Unifying cloud and carrier networks
Service innovation and efficient use of resources are goals of Service Providers and Content Providers in the ICT space. Advances in cloud and networking technologies provide tools to achieve this. Combining cloud technologies and carrier networks in a common orchestration framework can create new levels of performance and innovation, and this has been the goal of the EU FP7-funded UNIFY-project led by Ericsson.
This blog post provides a deep-dive into the UNIFY solution for readers that are well-versed in the technologies of SDN, NFV and data centers. Learn about the BiS-BiS solution, applying the narrow-waist design principle, Infrastructure-as-a-Service (IaaS), how to fill the gap between SDN and the ETSI Management and Orchestration framework and diverse infrastructure domains.

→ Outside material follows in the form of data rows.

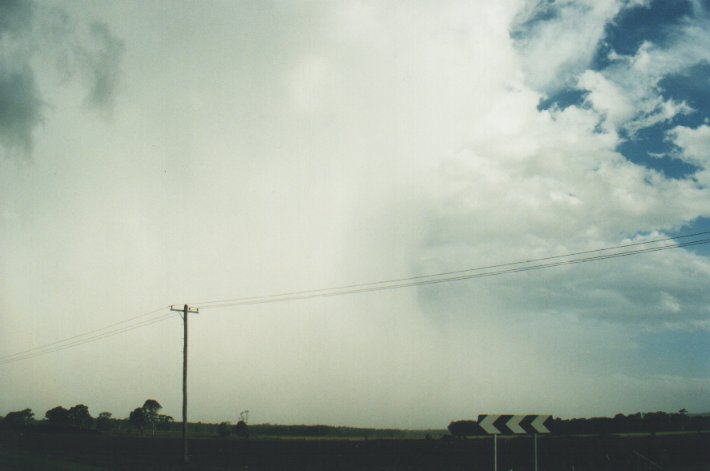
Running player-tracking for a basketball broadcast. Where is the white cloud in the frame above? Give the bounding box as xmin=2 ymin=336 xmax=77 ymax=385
xmin=514 ymin=0 xmax=624 ymax=94
xmin=0 ymin=2 xmax=710 ymax=426
xmin=670 ymin=124 xmax=710 ymax=170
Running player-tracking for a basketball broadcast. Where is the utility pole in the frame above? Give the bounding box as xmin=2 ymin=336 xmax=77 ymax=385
xmin=170 ymin=304 xmax=200 ymax=464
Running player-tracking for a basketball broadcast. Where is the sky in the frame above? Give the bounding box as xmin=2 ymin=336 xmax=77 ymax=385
xmin=0 ymin=0 xmax=710 ymax=428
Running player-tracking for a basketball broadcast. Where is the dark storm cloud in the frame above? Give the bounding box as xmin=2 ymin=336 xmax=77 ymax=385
xmin=84 ymin=22 xmax=125 ymax=111
xmin=0 ymin=0 xmax=33 ymax=40
xmin=0 ymin=0 xmax=43 ymax=156
xmin=0 ymin=67 xmax=43 ymax=156
xmin=0 ymin=0 xmax=124 ymax=158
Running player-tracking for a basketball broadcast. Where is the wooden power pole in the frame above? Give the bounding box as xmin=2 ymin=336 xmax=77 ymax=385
xmin=170 ymin=304 xmax=200 ymax=464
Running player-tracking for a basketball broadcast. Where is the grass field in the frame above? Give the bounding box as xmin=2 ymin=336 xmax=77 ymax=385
xmin=0 ymin=433 xmax=710 ymax=471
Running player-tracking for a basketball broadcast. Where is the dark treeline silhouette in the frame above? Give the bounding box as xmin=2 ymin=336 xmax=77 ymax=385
xmin=449 ymin=409 xmax=710 ymax=437
xmin=0 ymin=399 xmax=173 ymax=434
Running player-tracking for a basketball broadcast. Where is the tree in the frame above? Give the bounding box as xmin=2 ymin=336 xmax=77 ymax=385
xmin=143 ymin=399 xmax=163 ymax=435
xmin=234 ymin=420 xmax=249 ymax=438
xmin=2 ymin=409 xmax=35 ymax=429
xmin=217 ymin=422 xmax=232 ymax=438
xmin=96 ymin=412 xmax=113 ymax=432
xmin=44 ymin=406 xmax=70 ymax=428
xmin=156 ymin=414 xmax=174 ymax=431
xmin=128 ymin=407 xmax=148 ymax=434
xmin=449 ymin=420 xmax=478 ymax=437
xmin=68 ymin=404 xmax=94 ymax=430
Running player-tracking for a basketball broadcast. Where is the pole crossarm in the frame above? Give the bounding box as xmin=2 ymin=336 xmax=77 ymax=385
xmin=170 ymin=305 xmax=200 ymax=314
xmin=170 ymin=304 xmax=200 ymax=464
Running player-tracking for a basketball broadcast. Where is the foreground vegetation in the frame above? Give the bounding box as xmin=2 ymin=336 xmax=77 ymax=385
xmin=0 ymin=428 xmax=710 ymax=471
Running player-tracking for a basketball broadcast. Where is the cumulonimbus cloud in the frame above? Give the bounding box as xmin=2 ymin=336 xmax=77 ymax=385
xmin=0 ymin=0 xmax=124 ymax=158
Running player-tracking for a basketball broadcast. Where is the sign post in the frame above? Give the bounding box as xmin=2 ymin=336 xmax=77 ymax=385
xmin=478 ymin=414 xmax=550 ymax=471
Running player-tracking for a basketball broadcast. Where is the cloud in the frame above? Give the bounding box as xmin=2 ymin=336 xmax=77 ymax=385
xmin=511 ymin=0 xmax=637 ymax=94
xmin=669 ymin=125 xmax=710 ymax=171
xmin=81 ymin=22 xmax=125 ymax=112
xmin=0 ymin=0 xmax=123 ymax=158
xmin=0 ymin=67 xmax=44 ymax=157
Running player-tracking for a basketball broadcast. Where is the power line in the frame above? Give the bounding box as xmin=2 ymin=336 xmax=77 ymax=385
xmin=0 ymin=231 xmax=710 ymax=366
xmin=0 ymin=308 xmax=174 ymax=365
xmin=191 ymin=231 xmax=710 ymax=309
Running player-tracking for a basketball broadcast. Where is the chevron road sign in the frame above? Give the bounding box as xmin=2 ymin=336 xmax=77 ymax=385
xmin=478 ymin=414 xmax=550 ymax=435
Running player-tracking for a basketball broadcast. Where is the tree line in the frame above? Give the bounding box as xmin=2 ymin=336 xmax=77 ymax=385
xmin=0 ymin=399 xmax=174 ymax=434
xmin=448 ymin=409 xmax=710 ymax=437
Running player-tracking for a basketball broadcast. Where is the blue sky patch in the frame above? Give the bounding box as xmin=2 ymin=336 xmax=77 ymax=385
xmin=606 ymin=0 xmax=692 ymax=55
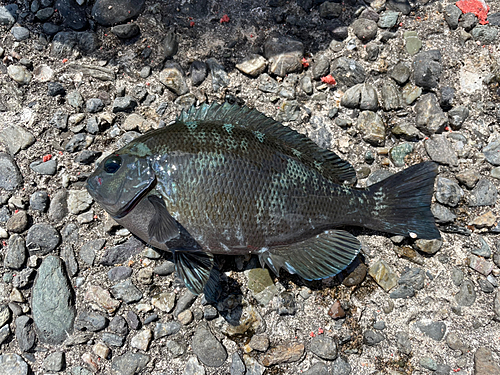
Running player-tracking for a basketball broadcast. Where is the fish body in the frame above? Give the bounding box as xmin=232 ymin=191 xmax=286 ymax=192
xmin=87 ymin=103 xmax=439 ymax=300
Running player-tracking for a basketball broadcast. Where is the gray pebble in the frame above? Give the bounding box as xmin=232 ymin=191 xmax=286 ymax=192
xmin=109 ymin=315 xmax=128 ymax=336
xmin=16 ymin=315 xmax=36 ymax=352
xmin=10 ymin=26 xmax=30 ymax=42
xmin=101 ymin=332 xmax=125 ymax=347
xmin=154 ymin=320 xmax=182 ymax=340
xmin=191 ymin=325 xmax=227 ymax=367
xmin=111 ymin=352 xmax=151 ymax=375
xmin=42 ymin=352 xmax=65 ymax=372
xmin=26 ymin=223 xmax=61 ymax=255
xmin=3 ymin=234 xmax=27 ymax=269
xmin=113 ymin=96 xmax=137 ymax=113
xmin=417 ymin=322 xmax=446 ymax=341
xmin=30 ymin=159 xmax=57 ymax=176
xmin=30 ymin=190 xmax=49 ymax=212
xmin=436 ymin=176 xmax=464 ymax=207
xmin=31 ymin=256 xmax=76 ymax=345
xmin=0 ymin=152 xmax=23 ymax=190
xmin=309 ymin=335 xmax=337 ymax=361
xmin=0 ymin=356 xmax=28 ymax=375
xmin=469 ymin=178 xmax=497 ymax=207
xmin=455 ymin=280 xmax=476 ymax=306
xmin=108 ymin=266 xmax=132 ymax=281
xmin=363 ymin=329 xmax=385 ymax=346
xmin=111 ymin=279 xmax=142 ymax=303
xmin=75 ymin=311 xmax=108 ymax=332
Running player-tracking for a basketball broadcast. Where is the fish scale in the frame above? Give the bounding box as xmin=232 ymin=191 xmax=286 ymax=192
xmin=87 ymin=103 xmax=439 ymax=295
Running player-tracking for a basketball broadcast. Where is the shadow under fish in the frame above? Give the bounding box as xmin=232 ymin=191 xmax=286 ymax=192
xmin=87 ymin=103 xmax=440 ymax=300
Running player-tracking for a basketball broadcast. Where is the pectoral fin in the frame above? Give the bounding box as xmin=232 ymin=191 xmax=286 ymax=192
xmin=173 ymin=250 xmax=214 ymax=294
xmin=148 ymin=195 xmax=179 ymax=243
xmin=259 ymin=230 xmax=361 ymax=280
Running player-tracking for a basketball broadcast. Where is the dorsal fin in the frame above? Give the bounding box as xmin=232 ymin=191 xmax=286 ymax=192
xmin=177 ymin=102 xmax=356 ymax=184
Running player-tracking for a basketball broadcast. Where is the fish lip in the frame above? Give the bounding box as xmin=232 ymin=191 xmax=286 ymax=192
xmin=111 ymin=176 xmax=157 ymax=219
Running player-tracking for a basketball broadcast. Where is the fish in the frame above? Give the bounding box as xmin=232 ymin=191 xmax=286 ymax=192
xmin=86 ymin=102 xmax=440 ymax=296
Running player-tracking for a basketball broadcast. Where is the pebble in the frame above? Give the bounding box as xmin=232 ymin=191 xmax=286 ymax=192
xmin=474 ymin=346 xmax=500 ymax=375
xmin=0 ymin=354 xmax=28 ymax=375
xmin=403 ymin=31 xmax=422 ymax=55
xmin=415 ymin=93 xmax=448 ymax=135
xmin=15 ymin=315 xmax=36 ymax=352
xmin=191 ymin=325 xmax=228 ymax=367
xmin=0 ymin=152 xmax=23 ymax=190
xmin=264 ymin=37 xmax=304 ymax=77
xmin=416 ymin=321 xmax=446 ymax=341
xmin=351 ymin=18 xmax=378 ymax=44
xmin=31 ymin=256 xmax=76 ymax=345
xmin=111 ymin=23 xmax=141 ymax=39
xmin=236 ymin=54 xmax=267 ymax=77
xmin=436 ymin=176 xmax=464 ymax=207
xmin=111 ymin=279 xmax=142 ymax=304
xmin=189 ymin=60 xmax=208 ymax=86
xmin=261 ymin=342 xmax=305 ymax=367
xmin=206 ymin=58 xmax=230 ymax=92
xmin=309 ymin=335 xmax=337 ymax=361
xmin=4 ymin=234 xmax=27 ymax=270
xmin=455 ymin=280 xmax=476 ymax=306
xmin=0 ymin=125 xmax=35 ymax=155
xmin=356 ymin=111 xmax=385 ymax=146
xmin=368 ymin=260 xmax=397 ymax=292
xmin=160 ymin=63 xmax=189 ymax=95
xmin=30 ymin=190 xmax=49 ymax=212
xmin=377 ymin=11 xmax=399 ymax=29
xmin=330 ymin=57 xmax=366 ymax=87
xmin=363 ymin=329 xmax=385 ymax=346
xmin=413 ymin=50 xmax=442 ymax=89
xmin=42 ymin=352 xmax=65 ymax=372
xmin=469 ymin=178 xmax=497 ymax=207
xmin=30 ymin=159 xmax=57 ymax=176
xmin=444 ymin=4 xmax=462 ymax=30
xmin=26 ymin=223 xmax=61 ymax=255
xmin=111 ymin=352 xmax=151 ymax=375
xmin=130 ymin=328 xmax=153 ymax=351
xmin=113 ymin=96 xmax=137 ymax=113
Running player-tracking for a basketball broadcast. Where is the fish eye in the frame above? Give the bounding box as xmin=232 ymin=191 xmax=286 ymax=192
xmin=104 ymin=155 xmax=122 ymax=174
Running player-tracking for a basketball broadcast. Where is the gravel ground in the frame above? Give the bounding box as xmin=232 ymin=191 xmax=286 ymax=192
xmin=0 ymin=0 xmax=500 ymax=375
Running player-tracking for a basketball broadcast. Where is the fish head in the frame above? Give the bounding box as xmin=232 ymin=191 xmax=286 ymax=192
xmin=87 ymin=153 xmax=156 ymax=218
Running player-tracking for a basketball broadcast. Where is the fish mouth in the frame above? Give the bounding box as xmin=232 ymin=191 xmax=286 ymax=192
xmin=111 ymin=177 xmax=156 ymax=219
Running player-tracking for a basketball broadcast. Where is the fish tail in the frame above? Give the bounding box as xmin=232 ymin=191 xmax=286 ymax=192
xmin=364 ymin=162 xmax=440 ymax=239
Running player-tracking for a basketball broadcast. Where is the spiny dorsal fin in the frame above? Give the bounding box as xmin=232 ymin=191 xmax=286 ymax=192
xmin=177 ymin=102 xmax=356 ymax=184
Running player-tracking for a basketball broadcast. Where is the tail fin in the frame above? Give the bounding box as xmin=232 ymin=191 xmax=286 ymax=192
xmin=365 ymin=162 xmax=440 ymax=239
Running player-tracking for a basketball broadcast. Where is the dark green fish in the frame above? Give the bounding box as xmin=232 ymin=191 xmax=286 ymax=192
xmin=87 ymin=103 xmax=440 ymax=294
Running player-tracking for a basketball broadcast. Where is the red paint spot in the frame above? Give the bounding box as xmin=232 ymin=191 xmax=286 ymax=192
xmin=321 ymin=74 xmax=337 ymax=85
xmin=455 ymin=0 xmax=490 ymax=25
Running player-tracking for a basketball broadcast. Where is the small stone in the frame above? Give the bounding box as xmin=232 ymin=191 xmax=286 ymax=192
xmin=160 ymin=63 xmax=189 ymax=95
xmin=130 ymin=328 xmax=153 ymax=351
xmin=309 ymin=335 xmax=337 ymax=361
xmin=369 ymin=260 xmax=397 ymax=292
xmin=469 ymin=179 xmax=497 ymax=207
xmin=417 ymin=321 xmax=446 ymax=341
xmin=363 ymin=329 xmax=385 ymax=346
xmin=356 ymin=111 xmax=385 ymax=146
xmin=474 ymin=346 xmax=500 ymax=375
xmin=261 ymin=342 xmax=305 ymax=367
xmin=191 ymin=325 xmax=229 ymax=367
xmin=236 ymin=54 xmax=267 ymax=77
xmin=111 ymin=280 xmax=142 ymax=304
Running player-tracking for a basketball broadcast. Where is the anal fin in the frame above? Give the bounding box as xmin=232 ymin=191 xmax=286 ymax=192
xmin=259 ymin=230 xmax=361 ymax=280
xmin=173 ymin=250 xmax=214 ymax=295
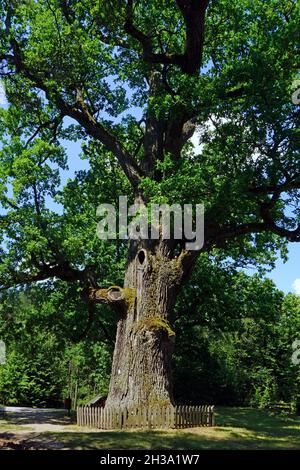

One of the most well-known designs following the narrow waist principle is IP. IP defines the bare minimum of functionality (logical addressing, fragmentation and reassembly and connectionless packet forwarding) in its interoperation layer (Layer 3, or IP), and brings the elegance of design diversity into layers above and below. Such a narrow waist design is extremely difficult to change in its minimal functions, but if properly selected, it opens up for spin-off innovation. For example, IP hourglass completed with TCP and UDP allowed innovation in desktops and servers , enabling the almost unlimited number of applications that exist today. Therefore, even researchers proposing novel replacements of IP widely assume a narrow waist point in their architectures.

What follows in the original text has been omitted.